Metrologists are proposing updates to the International System of Units (SI) to better account for quantities that have no dimension. Credit: Jeff Goode/Toronto Star/Getty

Water is a precious resource. So protest erupted when, last September, India’s Supreme Court ordered Karnataka state to release 15,000 cusecs (cubic feet per second) of the stuff per day to its downriver neighbour, Tamil Nadu. But what irked keen-eyed scientists was the nonsensical nature of the order. Cusec is a rate of flow, analogous to speed, not something that can be done “per day”. Taken literally, the order was meaningless.

Dimensional analysis is supposed to prevent such errors. This involves calculating units in their own equation, for example dividing metres by seconds to get the unit for speed: metres per second. It’s a handy way to sanity-check an answer — and shows that the quantity in the above court order is akin to acceleration, rather than rate or volume. 

But such an analysis can come a cropper in the face of quantities that do not have dimensions such as length or time — including radians (the ratio of the length of an arc of a circle to its radius) and anything countable, such as a number of atoms. The issue arises because the International System of Units (SI) allows combinations of only seven basic dimensions and their units (such as length in metres), and allocates quantities with no extent in these dimensions a unit of ‘1’. That makes life simple, but hides crucial information. For example, a turning force, torque, is often measured in joules per radian. In dimensional analysis, that confusingly becomes joules, the same unit as energy. Hertz — cycles per second — reduces to ‘per second’, just like the frequency of non-periodic events.

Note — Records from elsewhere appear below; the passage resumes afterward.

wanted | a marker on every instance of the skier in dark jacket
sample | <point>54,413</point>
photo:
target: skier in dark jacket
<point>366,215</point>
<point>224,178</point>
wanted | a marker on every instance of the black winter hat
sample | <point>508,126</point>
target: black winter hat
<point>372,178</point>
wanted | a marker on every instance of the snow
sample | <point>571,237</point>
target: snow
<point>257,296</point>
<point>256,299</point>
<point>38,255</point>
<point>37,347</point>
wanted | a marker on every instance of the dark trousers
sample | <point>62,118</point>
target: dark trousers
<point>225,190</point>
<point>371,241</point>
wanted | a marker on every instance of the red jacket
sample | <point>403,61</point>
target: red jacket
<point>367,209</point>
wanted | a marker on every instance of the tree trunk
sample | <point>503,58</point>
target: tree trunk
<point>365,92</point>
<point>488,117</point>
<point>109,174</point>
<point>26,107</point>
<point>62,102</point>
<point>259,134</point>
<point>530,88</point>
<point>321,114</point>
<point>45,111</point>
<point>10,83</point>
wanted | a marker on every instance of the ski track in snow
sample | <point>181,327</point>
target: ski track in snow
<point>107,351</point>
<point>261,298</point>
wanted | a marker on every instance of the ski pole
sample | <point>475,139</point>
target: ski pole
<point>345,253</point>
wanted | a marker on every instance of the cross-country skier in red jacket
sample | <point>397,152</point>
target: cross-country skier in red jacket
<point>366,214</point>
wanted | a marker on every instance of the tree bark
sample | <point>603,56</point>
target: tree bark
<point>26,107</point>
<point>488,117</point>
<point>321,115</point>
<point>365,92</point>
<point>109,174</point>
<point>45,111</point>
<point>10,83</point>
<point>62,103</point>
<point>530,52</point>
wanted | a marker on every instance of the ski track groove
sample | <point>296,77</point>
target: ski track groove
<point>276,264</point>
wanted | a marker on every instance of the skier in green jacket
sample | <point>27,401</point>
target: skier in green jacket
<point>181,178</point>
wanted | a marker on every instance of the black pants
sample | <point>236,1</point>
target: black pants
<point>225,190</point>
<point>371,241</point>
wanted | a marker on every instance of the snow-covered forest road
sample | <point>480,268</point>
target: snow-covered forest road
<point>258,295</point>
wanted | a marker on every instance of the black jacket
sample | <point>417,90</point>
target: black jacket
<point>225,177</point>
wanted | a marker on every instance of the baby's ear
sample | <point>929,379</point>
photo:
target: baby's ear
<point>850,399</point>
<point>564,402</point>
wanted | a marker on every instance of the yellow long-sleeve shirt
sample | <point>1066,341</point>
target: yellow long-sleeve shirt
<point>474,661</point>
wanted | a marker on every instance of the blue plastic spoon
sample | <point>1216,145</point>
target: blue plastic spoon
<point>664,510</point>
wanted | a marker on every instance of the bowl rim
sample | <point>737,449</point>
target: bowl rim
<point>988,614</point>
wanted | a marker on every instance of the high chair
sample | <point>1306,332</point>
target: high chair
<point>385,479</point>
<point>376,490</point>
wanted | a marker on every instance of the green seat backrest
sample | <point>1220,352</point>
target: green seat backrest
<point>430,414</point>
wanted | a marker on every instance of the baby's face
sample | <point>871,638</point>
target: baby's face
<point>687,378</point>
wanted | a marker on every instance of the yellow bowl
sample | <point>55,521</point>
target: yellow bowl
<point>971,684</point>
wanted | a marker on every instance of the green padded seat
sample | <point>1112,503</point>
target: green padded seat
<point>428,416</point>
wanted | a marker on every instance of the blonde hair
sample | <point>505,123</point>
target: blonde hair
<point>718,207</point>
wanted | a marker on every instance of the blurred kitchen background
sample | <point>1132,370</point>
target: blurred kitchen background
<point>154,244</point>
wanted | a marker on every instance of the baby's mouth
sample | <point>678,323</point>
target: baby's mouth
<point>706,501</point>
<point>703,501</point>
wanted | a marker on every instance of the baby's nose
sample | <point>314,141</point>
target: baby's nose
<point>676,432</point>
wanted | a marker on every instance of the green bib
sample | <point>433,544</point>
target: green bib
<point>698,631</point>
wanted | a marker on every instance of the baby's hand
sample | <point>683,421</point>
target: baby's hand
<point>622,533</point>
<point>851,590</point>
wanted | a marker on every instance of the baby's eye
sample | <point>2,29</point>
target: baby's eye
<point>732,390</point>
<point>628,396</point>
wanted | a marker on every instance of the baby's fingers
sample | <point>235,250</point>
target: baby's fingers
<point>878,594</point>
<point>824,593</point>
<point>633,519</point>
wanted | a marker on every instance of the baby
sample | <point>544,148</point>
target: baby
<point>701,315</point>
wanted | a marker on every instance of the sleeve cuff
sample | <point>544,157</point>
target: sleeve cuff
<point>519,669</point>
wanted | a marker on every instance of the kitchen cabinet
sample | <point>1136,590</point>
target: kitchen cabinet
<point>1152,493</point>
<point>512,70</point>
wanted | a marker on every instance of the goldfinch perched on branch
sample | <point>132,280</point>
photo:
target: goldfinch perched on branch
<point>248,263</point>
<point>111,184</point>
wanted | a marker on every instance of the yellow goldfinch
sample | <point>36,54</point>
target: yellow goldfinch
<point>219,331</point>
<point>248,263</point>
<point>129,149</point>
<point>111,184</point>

Informally, physicists get around this by explicitly including the extra information. But software struggles to do that in a consistent way, and the inability to deal with this quirk formally is irksome. 

Solutions exist. For example, radians could be made a new SI unit, and the unit 1 could be formally coupled with notation that includes the type of quantity that it represents. The SI system is nifty, but its real beauty is its coherence. Avoiding nonsense may require for­going brevity for clarity.